Spotted lanternfly infestations are now present in every county in Delaware and New Jersey, 51 of New York state’s 67 counties, parts of Ohio, and much of Pennsylvania, according to a recent report in Axios. On Monday, the website Gothamist reported lanternflies “are ahead of schedule in New York” due to the climate change-induced decrease in cold nights. (New York City is also contending with swarms of aphids, an annoying but harmless small flying insect frequently mistaken for gnats, which scientists say is likely manifesting unusually early due to the area’s mild winter.)
The lanternfly is native to Asia and was first seen in the United States in 2014. It is now present along the Eastern Seaboard from Massachusetts to North Carolina.
“Lanternflies easily build to high numbers,” Frank Hale, a professor of horticultural crop entomology at the University of Tennessee, wrote in the Conversation in 2021.
Residents of cities such as New York and Philadelphia are being encouraged to squash any bugs they see.
The blood-sucking fly is a common summertime nuisance, but some parts of the country are experiencing especially bad mosquito seasons this year.
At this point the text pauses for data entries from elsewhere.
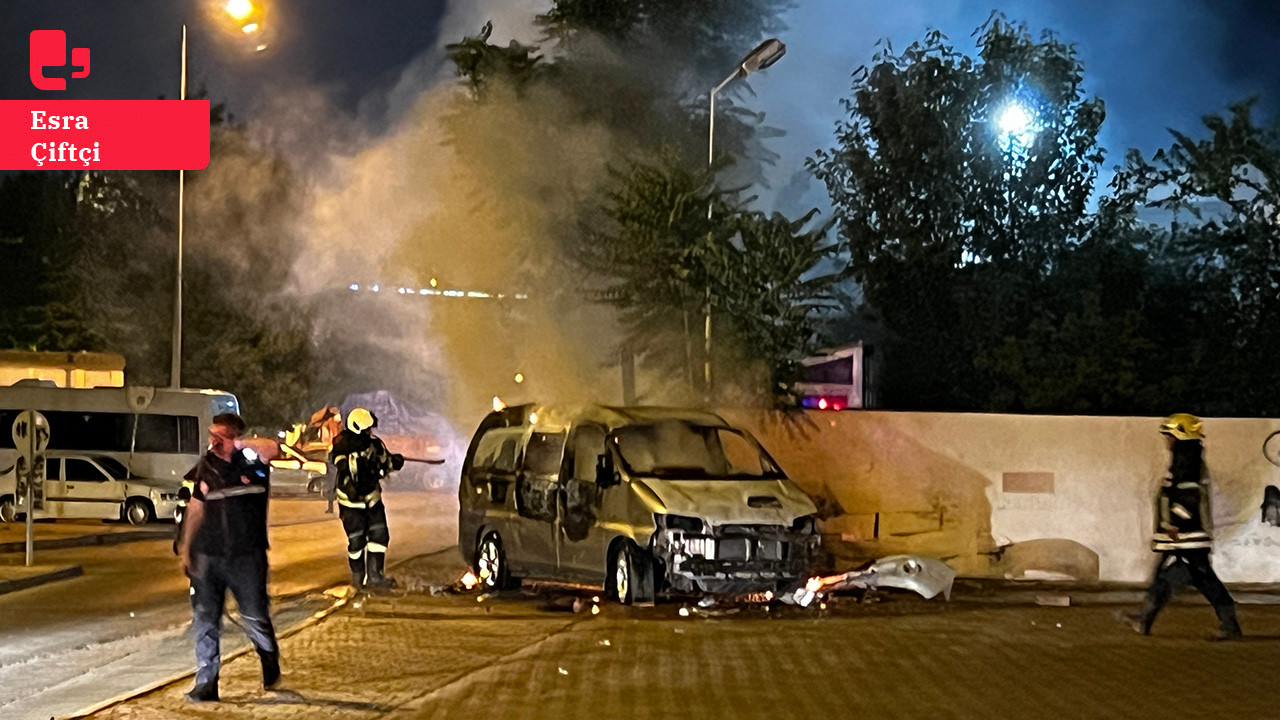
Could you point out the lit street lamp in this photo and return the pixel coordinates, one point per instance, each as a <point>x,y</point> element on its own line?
<point>1018,126</point>
<point>764,55</point>
<point>250,17</point>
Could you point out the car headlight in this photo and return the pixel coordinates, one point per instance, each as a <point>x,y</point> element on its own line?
<point>684,523</point>
<point>804,524</point>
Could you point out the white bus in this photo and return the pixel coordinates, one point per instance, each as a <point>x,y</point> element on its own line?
<point>156,433</point>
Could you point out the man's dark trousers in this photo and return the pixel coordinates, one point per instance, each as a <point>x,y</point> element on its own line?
<point>1176,569</point>
<point>246,577</point>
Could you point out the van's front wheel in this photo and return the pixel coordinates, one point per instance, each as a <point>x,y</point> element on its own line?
<point>137,511</point>
<point>492,564</point>
<point>630,579</point>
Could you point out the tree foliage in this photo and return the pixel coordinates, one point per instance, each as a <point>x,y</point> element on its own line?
<point>1000,288</point>
<point>951,227</point>
<point>673,247</point>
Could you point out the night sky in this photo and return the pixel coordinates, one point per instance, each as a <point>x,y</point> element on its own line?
<point>1157,63</point>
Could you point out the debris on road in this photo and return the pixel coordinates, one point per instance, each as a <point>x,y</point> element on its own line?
<point>928,577</point>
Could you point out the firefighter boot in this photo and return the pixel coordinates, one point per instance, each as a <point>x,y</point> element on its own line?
<point>357,572</point>
<point>270,668</point>
<point>1229,628</point>
<point>204,692</point>
<point>376,579</point>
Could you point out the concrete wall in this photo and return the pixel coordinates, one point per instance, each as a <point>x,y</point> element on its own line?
<point>1010,495</point>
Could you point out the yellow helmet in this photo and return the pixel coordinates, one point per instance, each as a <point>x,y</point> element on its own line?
<point>1182,425</point>
<point>360,420</point>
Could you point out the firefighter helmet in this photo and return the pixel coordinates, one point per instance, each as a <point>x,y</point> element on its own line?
<point>1182,425</point>
<point>360,420</point>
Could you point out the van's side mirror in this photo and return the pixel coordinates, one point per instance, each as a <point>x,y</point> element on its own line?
<point>604,475</point>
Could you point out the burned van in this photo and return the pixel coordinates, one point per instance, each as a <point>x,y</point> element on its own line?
<point>636,499</point>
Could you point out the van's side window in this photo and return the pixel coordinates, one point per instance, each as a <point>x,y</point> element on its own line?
<point>83,472</point>
<point>535,490</point>
<point>588,447</point>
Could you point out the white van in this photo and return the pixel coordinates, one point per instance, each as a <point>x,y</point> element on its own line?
<point>636,499</point>
<point>156,433</point>
<point>91,487</point>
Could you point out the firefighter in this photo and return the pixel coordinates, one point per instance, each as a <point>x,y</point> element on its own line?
<point>361,461</point>
<point>1183,532</point>
<point>223,546</point>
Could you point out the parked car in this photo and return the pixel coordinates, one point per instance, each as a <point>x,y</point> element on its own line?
<point>92,486</point>
<point>296,472</point>
<point>640,500</point>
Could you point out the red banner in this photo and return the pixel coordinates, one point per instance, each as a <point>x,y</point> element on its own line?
<point>104,135</point>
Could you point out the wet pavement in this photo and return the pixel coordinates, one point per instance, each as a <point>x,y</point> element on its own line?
<point>420,652</point>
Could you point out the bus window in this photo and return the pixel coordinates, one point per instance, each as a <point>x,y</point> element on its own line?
<point>109,432</point>
<point>188,434</point>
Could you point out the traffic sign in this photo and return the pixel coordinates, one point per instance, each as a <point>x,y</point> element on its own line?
<point>30,433</point>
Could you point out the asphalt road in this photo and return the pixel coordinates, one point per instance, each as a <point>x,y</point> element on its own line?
<point>424,654</point>
<point>123,624</point>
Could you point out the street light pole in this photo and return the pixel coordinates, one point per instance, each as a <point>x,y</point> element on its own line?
<point>176,365</point>
<point>764,55</point>
<point>250,18</point>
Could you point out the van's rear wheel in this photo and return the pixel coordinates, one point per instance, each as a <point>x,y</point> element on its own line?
<point>631,575</point>
<point>492,564</point>
<point>137,511</point>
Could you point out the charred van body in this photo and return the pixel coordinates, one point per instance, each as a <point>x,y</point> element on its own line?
<point>638,499</point>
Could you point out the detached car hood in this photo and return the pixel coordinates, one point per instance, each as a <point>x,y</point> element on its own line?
<point>739,502</point>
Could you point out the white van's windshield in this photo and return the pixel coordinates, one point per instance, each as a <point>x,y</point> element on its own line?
<point>681,450</point>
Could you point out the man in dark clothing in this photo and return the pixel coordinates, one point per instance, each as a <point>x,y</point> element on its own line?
<point>361,461</point>
<point>1184,532</point>
<point>223,546</point>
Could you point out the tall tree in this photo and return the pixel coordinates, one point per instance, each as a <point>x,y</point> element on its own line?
<point>949,223</point>
<point>672,247</point>
<point>1217,311</point>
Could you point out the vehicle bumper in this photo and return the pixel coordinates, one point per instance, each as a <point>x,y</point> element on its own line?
<point>735,561</point>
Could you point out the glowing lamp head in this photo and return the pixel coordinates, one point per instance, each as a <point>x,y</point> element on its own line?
<point>1014,119</point>
<point>240,9</point>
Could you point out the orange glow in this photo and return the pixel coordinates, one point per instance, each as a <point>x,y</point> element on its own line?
<point>240,9</point>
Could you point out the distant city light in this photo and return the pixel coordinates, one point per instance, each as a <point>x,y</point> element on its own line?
<point>1016,124</point>
<point>430,291</point>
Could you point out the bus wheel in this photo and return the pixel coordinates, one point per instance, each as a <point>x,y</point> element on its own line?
<point>137,511</point>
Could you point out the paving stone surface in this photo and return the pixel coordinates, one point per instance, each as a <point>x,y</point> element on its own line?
<point>416,655</point>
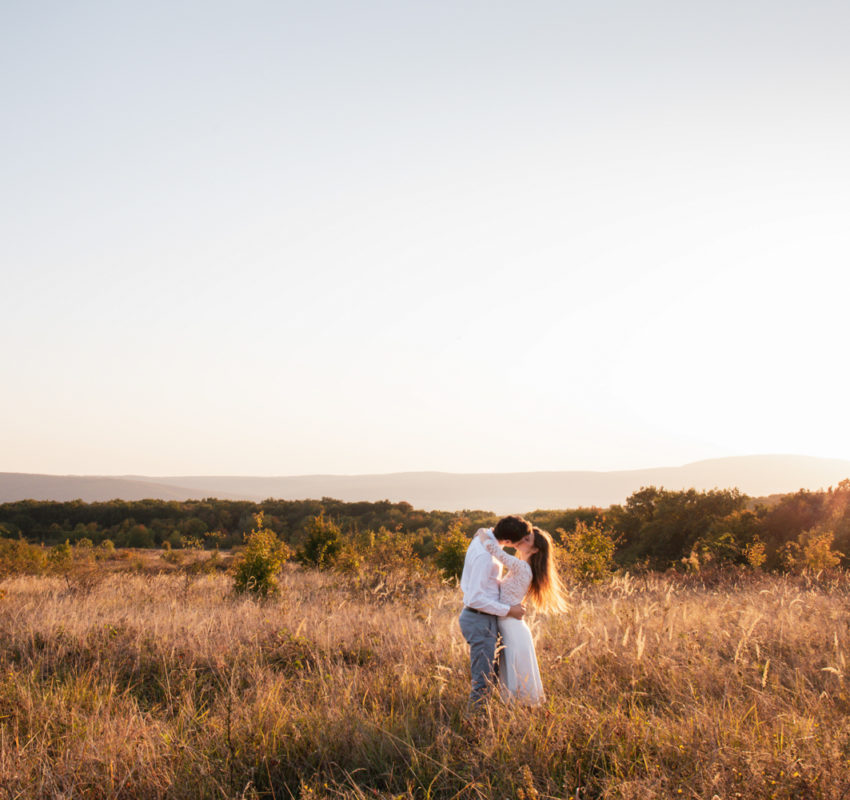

In Orange County, Calif., government-run mosquito traps are capturing three times the average number of mosquitoes, according to the Associated Press. The culprit? California’s heavy rainfall last winter.
The county is deploying drones to drop bacterial spore pellets that kill mosquito larvae.
The Saint Paul, Minn.-based Metropolitan Mosquito Control District has received a record number of calls and emails about mosquito activity. The organization said that’s because drought years of 2021 and 2022 left larvae unhatched and they’re coming out now that precipitation has rebounded.
Mosquito bites are usually nothing more than an annoyance, but they can carry serious diseases, especially in warmer climates. In recent years, dengue fever, the Zika virus and chikungunya have been detected in states and territories such as Florida, Hawaii, Texas and Puerto Rico, according to the Centers for Disease Control and Prevention. The CDC also confirmed last month that four people in Florida and one in Texas locally acquired malaria, the first time it has been spread in the United States since 2003.
To minimize your risk of mosquito-borne illness, the CDC recommends removing any standing water from your property and using insect repellant.